Os especialistas rejeitam a presunção de Trump/Graham
de que uma guerra preventiva com a Coreia do Norte poderia ser meramente “ruim”,
mas controlável. Pyongyang tem milhares de peças de artilharia dirigidas contra
Seul, centenas de lançadores de foguetes, grandes estoques de armas químicas
mortais, e pelo menos 60 bombas nucleares, que podem tornar grande parte da
Coreia do Sul e do Japão inabitáveis, além de abalar a economia mundial.
O alerta sombrio do Secretário de Defesa James
Mattis de que qualquer conflito com a Coreia do Norte poderia ser “provavelmente
o pior tipo de luta da vida da maioria das pessoas”, pode ser encarado como um
eufemismo com certeza. Como já discutido antes, mesmo sem ICBMs que funcionem,
o regime de Kim já tem a capacidade de destruir as maiores cidades costeiras
dos Estados Unidos, simplesmente colocando em nossas praias bombas nucleares
flutuantes escondidas em navios transportadores de containers.

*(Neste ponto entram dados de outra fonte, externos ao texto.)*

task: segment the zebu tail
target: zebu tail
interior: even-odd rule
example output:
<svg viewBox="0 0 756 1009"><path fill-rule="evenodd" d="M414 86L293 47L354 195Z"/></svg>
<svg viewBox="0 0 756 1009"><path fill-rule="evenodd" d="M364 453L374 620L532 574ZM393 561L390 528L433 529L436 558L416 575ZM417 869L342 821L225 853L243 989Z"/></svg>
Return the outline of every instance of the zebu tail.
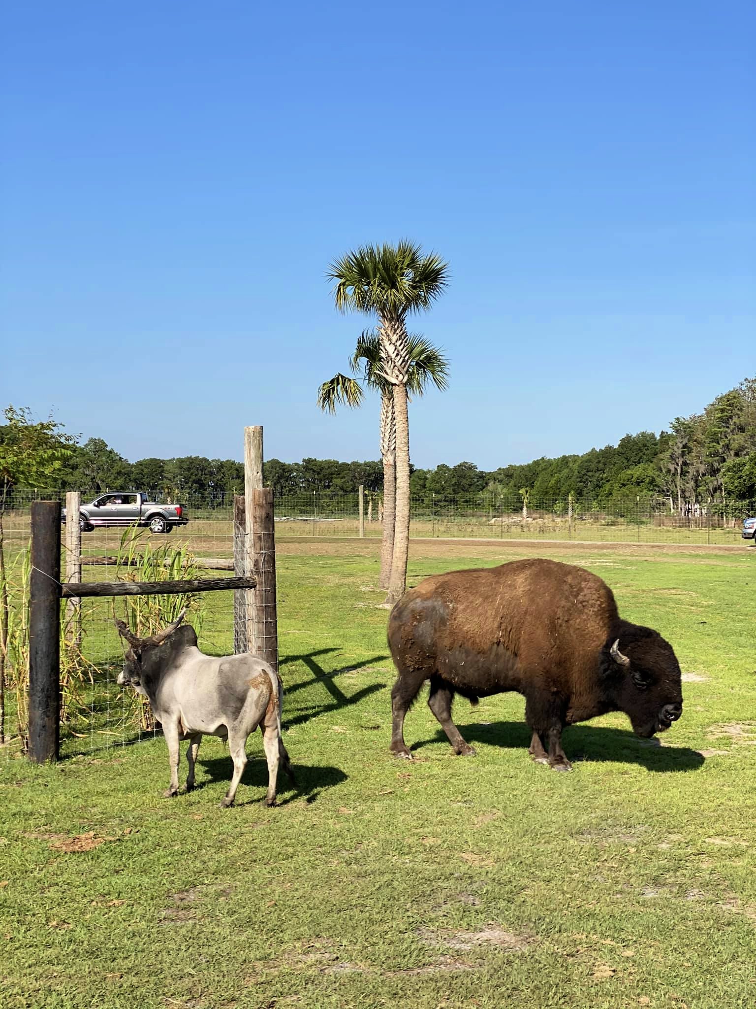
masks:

As visões do presidente Trump sobre uma guerra preventiva
são rejeitadas não apenas pelos especialistas, mas também pela grande maioria
dos (norte)americanos. Pouco menos de um terço dos cidadãos adultos acreditam
que a situação na Coreia do Norte requeira uma resposta militar, de acordo com
pesquisa realizada pela CBS, e 61% estão desconfiados, com razão, da capacidade
de Trump em lidar com a situação.
Ocorre que o que pensam os especialistas e a
maioria dos cidadãos dos EUA não importa. O exército dos Estados Unidos
indubitavelmente está pronto para obedecer à ordem de seu Comandante-em-Chefe
para atacar a Coreia do Norte. Realiza treinamento massivo todo ano justamente
para essa eventualidade. Além disso, o comandante da Frota dos EUA no Pacífico,
almirante Scott Swift respondeu com um inequívoco “sim”, quando perguntado se
seguiria uma ordem dada pelo presidente Trump para lançar um ataque nuclear
contra a China, um país muito mais perigoso que a Coreia do Norte.
Muito bem. Dadas as circunstâncias, como poderia
alguém dormir realmente tranquilo? Lá no fundo, suspeito que Trump não teria
escrúpulos em começar uma guerra desnecessária que iria matar milhões de
pessoas. Por outro lado, mantenho a fé de que o presidente da Coreia do Sul,
Moon Jae-in, antigo advogado militante de direitos humanos, se recusará a
cooperar com um ataque preventivo, fazendo que seja mais difícil de ser lançado
apenas pelos EUA. Espero e rezo para estar certo.